Local Getis-Ord Gi* analysis
Deriving distance-based weight matrix and calculating Gi statisitcs
central_mexi_coor <- rbind(coordinates(mexi_city), coordinates(mexi_state), coordinates(mor_state))
The code chunk below will
- create a Simple Feature DataFrame object for storing the result
- loop from week 13 to week 32
- create a subset and assin the specific week to it
- create adaptive proximity matrix of sebst using adaptive distance function (knn2nb)
- calculate Gi statistics based on adaptive distance matrix
- bind to the Simple Feature DataFrame object to combine the result
central_mexi_gi <- data.frame()
fips <- order(central_mexi_weeks_sf$borough)
for (i in c(13:32)) {
subset <- central_mexi_weeks_sf %>% filter(week == i)
knb <- knn2nb(
knearneigh(
central_mexi_coor,
k=8,
longlat = FALSE
),
row.names=row.names(subset$m))
knb_lw <- nb2listw(knb, style = 'B')
gi.adaptive <- localG(subset$c19_rate, knb_lw)
gi <- cbind(subset, as.matrix(gi.adaptive))

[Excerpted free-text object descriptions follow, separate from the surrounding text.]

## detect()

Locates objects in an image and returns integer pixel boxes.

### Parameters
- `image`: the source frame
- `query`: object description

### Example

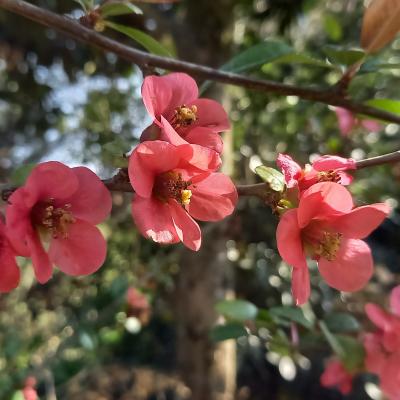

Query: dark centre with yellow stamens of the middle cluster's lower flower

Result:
[153,171,192,206]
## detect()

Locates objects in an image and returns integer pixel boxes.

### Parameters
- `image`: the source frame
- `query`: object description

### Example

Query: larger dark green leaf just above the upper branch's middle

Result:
[221,40,294,72]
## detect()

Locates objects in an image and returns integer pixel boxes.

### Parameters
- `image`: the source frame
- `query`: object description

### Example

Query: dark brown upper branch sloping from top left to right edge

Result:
[0,0,400,124]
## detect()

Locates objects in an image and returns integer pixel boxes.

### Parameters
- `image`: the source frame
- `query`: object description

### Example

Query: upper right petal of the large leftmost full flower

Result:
[64,167,112,225]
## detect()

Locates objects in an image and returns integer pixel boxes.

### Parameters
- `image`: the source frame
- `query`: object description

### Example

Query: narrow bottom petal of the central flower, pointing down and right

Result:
[168,200,201,251]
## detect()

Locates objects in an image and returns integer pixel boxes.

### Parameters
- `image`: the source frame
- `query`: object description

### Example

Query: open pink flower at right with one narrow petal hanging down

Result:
[277,182,389,305]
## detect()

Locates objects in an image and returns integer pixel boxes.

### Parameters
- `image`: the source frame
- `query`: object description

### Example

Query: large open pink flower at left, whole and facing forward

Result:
[6,161,111,283]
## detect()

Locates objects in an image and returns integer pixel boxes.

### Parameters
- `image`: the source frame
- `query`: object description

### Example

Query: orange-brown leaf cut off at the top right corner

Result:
[361,0,400,53]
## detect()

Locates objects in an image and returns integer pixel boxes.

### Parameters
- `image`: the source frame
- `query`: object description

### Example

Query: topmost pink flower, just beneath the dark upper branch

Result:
[141,73,230,153]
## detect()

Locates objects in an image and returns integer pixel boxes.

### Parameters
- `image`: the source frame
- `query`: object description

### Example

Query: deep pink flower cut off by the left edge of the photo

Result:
[0,215,20,292]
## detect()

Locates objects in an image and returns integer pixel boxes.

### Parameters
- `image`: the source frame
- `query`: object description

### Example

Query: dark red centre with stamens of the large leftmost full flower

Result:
[32,199,76,239]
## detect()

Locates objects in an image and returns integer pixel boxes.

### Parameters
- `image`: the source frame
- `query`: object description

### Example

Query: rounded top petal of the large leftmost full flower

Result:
[25,161,78,200]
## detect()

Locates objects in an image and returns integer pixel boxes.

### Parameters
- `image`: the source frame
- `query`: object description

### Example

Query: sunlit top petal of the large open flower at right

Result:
[298,182,353,228]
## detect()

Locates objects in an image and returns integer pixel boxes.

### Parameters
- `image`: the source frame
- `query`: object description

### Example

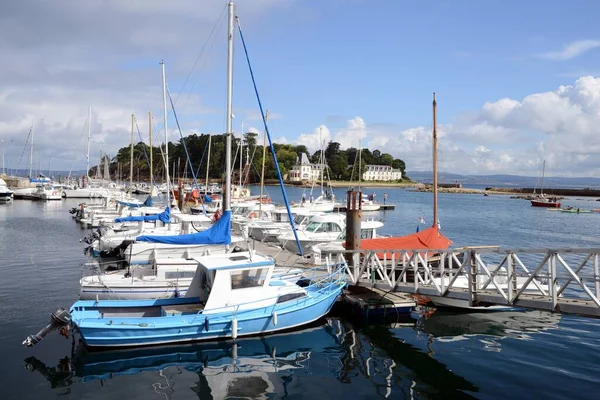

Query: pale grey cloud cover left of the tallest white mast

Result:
[0,0,293,169]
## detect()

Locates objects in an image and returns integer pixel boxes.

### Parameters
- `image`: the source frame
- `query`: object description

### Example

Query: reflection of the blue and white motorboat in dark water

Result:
[25,325,328,399]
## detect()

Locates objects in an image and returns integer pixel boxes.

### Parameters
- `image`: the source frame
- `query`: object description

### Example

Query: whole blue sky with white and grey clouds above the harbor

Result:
[0,0,600,177]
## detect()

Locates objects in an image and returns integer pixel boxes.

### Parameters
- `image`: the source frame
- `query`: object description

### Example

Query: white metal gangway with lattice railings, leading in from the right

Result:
[321,246,600,317]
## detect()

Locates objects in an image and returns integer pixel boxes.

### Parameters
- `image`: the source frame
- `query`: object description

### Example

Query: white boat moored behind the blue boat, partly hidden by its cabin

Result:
[79,253,305,300]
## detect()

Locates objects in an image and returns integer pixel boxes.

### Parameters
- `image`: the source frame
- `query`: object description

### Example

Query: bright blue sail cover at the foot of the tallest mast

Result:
[135,210,231,244]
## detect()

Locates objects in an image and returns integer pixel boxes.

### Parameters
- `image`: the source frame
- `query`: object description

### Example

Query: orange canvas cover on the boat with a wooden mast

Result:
[360,227,452,258]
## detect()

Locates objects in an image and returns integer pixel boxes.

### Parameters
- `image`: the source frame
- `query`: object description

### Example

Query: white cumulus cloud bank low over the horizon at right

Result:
[296,76,600,176]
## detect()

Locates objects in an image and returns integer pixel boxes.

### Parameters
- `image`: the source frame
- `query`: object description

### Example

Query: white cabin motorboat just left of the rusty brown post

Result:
[277,213,346,254]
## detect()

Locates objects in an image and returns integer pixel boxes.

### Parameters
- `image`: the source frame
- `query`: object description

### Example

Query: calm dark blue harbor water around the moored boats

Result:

names(gi)[4] <- "gstat_adaptive"
central_mexi_gi <- rbind(central_mexi_gi, gi)
}
head(central_mexi_gi)
Mapping Gi values based on adaptive distance weights
tm_shape(central_mexi_gi) +
tm_fill(col = "gstat_adaptive",
style = "pretty",
palette = "-RdYlBu",
title = "Local Gi Based on \nAdaptive Distance Weights") +
tm_facets("week", ncol=1, nrow=1) +
tm_borders(alpha = 0.5)
From the local Gi graph we can see that the hot spot areas which represents high COVID-19 rate is located at Mexico City. Furthermore, the neighbor boroughs surround Mexico City also have an increase of local Gi value through the weeks we study. The cold spot areas, on the other hand, mainly comprise of counties located on the south-western part of central Mexico.